Через пролом в стене меня занесли в какое-то здание, полуподвальное помещение, сюда множество проводов тянулось, телефоны звонили, команды расходились, офицеров немало, солдат. Стало ясно, что это командный пункт. Думаю, батальонный, для полкового размах не тот. Старший офицер, в знаках различия, признаюсь, я не разбираюсь, с кружкой какого-то напитка, делая мелкие глотки, выслушивал доклад унтера. Документы мои принял другой офицер, вроде лейтенант. Изучая их, он кликнул кого-то, пока старший офицер с интересом меня рассматривал. У стены дремал парень лет двадцати пяти, в сером запылённом гражданском костюме, белая повязка на рукаве правой руки, рядом винтовка. Причём, лежал тот на шинели советской и винтовка наша. Тот тут же подскочил, выслушал лейтенанта и подошёл ко мне. А пока подходил, шаги его замедлялись, и он пристально изучал меня.
– Павло, это ты? – спросил тот.
Я непонимающе на него взглянул, а тот зачистил на каком-то суржике, вроде украинский, на что я ответил ему:
– Не понимаю.
– Да, Павло, я же тебя знаю, ты же из нашего отряда. Мы москаля этого прирезали, ты его форму надел и сюда в крепость. Я думал, ты погиб.
– Не помню, стена на меня рухнула, по голове попало. Ничего не помню.
Тот быстро на немецком стал объяснять офицерам кто я такой, на что те удивились. Да что офицеры, я сам в шоке был. Думал, Мансур в настоящего командира отправил, а это подсыл, украинский националист был. Да откуда мне знать было? Интересно, как тот в этой ситуации справился, когда его опознали? А его опознавали? Хм, узнаю, как встретимся лично. Пока же этот помощник немцев присел рядом, поясняя:
– У тебя две родинки на пояснице, видел, когда в речке купались. Надо господам офицерам показать, что я правду говорю. Хотя те и так верят.
Меня перевернули на бок, два солдата помогали, и задрав френч и исподнюю рубаху, стали изучать спину и поясницу.
– Ну я же говорил, родинки есть. Павло ты. Сейчас тебя к врачам, у немцев хорошие врачи.
Дальше шли переговоры на немецком, я его не знал, после этого меня переложили на носилки, и четверо солдат, уже другие, прошлые с унтером отбыли, понесли наружу. Через переходы под зданием вынесли наружу через пролом, а мы уже с внешней стороны крепости, тут по краю рядом со рвом у крепостных стен к мосту. А уже темнело, пожары подсветили мост, так бы не увидел. Жаль, того дружка Павло не было, остался при штабе, но четверо солдат уверенно несли меня.

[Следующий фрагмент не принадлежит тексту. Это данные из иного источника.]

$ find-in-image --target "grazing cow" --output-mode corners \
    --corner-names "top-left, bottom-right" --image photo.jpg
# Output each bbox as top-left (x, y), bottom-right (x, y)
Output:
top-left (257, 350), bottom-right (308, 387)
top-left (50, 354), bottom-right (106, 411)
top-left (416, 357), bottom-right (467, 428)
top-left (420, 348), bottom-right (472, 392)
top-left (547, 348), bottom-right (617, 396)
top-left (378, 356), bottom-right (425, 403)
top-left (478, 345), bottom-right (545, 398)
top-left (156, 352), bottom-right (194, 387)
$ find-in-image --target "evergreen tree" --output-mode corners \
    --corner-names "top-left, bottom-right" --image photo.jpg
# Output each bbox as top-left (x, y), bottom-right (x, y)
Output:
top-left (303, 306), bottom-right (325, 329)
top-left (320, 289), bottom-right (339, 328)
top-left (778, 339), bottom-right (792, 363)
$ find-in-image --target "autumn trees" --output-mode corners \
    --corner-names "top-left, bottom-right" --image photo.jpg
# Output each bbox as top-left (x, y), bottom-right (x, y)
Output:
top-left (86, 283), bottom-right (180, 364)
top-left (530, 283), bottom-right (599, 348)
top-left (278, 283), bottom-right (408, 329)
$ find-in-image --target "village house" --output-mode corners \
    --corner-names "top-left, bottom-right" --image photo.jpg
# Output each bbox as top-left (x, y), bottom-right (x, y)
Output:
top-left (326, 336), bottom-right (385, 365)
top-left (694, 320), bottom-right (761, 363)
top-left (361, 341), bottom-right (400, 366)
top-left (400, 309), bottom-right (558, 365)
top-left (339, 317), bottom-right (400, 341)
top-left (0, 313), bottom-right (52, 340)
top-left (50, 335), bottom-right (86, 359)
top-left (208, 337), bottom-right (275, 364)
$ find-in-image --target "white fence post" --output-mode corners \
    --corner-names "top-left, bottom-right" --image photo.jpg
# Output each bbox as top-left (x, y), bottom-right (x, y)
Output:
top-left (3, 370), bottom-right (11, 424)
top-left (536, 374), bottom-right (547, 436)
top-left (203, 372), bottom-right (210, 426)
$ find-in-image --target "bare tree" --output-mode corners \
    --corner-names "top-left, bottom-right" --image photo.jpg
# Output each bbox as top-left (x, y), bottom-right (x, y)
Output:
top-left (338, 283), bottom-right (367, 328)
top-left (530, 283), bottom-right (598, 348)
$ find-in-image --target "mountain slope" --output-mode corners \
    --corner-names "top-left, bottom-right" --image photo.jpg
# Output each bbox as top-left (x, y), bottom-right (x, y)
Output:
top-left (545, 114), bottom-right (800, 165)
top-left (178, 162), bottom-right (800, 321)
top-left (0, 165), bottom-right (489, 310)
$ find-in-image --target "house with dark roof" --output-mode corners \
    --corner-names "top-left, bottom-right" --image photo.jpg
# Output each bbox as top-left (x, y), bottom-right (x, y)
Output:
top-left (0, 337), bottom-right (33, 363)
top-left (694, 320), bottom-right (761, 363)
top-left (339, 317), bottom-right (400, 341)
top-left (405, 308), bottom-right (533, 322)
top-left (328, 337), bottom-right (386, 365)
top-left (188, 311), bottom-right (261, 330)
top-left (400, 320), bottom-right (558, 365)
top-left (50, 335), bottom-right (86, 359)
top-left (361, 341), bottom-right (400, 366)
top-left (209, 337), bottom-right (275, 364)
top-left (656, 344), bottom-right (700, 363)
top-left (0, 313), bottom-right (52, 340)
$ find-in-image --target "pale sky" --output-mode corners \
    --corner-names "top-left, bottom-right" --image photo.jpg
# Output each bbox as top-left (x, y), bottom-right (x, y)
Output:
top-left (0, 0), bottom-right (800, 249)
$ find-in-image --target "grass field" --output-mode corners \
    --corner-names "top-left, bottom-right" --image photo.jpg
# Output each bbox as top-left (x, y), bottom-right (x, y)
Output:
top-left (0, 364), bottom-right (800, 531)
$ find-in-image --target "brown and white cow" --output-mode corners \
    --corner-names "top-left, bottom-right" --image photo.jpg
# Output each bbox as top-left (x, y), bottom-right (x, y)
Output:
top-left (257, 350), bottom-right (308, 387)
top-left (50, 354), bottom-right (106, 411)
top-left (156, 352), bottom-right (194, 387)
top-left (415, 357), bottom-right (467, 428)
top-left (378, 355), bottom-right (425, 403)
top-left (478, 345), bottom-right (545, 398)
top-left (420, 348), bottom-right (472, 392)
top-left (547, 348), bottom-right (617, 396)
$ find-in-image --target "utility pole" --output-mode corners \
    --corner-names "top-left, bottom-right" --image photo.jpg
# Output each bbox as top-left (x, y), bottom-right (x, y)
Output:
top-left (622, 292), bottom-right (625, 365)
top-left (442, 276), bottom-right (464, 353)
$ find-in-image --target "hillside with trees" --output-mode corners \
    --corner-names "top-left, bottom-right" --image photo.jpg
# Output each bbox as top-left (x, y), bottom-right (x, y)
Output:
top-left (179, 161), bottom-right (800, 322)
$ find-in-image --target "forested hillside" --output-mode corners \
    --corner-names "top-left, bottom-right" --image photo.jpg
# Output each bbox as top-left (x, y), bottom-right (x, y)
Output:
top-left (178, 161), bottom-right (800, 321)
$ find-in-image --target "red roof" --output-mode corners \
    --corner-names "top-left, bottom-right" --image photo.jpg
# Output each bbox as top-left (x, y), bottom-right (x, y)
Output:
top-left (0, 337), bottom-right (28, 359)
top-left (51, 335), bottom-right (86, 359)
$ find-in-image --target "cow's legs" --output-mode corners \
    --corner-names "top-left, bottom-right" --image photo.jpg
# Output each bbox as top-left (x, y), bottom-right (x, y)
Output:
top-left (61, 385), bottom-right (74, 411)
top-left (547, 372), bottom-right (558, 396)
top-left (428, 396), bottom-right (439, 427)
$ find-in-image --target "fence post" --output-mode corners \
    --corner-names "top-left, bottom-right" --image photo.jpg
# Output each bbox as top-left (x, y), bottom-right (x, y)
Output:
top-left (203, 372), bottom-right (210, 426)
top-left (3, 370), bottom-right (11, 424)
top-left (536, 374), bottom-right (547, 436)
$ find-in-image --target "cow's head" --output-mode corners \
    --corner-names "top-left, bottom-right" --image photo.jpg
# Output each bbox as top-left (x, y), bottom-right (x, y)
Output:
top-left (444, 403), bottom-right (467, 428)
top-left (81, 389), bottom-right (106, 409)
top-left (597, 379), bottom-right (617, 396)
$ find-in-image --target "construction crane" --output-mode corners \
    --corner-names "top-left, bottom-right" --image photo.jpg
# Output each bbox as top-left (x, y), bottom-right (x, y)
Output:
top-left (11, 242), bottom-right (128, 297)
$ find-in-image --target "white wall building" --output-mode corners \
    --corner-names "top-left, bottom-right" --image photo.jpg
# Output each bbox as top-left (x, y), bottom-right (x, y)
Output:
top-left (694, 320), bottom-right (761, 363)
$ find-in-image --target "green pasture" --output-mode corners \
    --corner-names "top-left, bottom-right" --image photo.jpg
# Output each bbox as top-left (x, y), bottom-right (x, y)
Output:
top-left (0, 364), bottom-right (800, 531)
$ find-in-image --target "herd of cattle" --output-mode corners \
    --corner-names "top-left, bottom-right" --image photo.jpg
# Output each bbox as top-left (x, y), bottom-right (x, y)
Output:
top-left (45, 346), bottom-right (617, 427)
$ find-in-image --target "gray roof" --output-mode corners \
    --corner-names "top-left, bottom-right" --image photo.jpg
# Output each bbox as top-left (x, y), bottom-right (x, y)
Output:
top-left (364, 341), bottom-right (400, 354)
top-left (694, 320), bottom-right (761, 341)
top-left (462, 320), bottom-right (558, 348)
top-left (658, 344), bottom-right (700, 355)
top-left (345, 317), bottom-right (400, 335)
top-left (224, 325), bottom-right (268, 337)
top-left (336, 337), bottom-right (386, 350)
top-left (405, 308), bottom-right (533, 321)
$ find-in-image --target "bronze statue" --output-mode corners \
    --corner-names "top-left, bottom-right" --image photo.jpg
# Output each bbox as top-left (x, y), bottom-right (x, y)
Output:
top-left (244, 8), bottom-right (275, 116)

Именно тут, на мосту, я и осознал свой шанс. Да как-то спонтанно решил действовать. В принципе, и в госпитале, изображая амнезию, я не прочь бы полежать. А тут как-то по наитию решился. Это не внешнее воздействие, а вполне в духе моего характера. В общем, я резко сел и коснулся рук двух солдат, что шли впереди, а потом, когда носилки упали передними ручками на деревянный настил моста, и двух других, при этом съезжая вниз по наклонившимся носилкам. Всё, четыре солдата в хранилище. Я грохнулся на настил моста, застонав от боли, но перекатился, а тут не было перил, да и мосток пешеходный, метр шириной, явно свежая самоделка, светлым деревом внимание привлекал, и рухнул в воду. Почти сразу вынырнул, подплыв к берегу, тело плохо слушалось, зато напился. Немцы и дружок Павло напоить меня не догадались, а я сам с той информацией, что получил, забыл попросить. Вода так себе, но придала сил.
На берегу достал тело одного из солдат и запел катран призыва на демонском языке. Солдат мёртв, но душа ещё при нём, её хватило для призыва. Рядом появился демон, увидев его, я чуть не заорал в ужасе. А рядом тело солдата усыхало, превращаясь в мумию. Даже жаль, что трофеи с него не снял, но я торопился.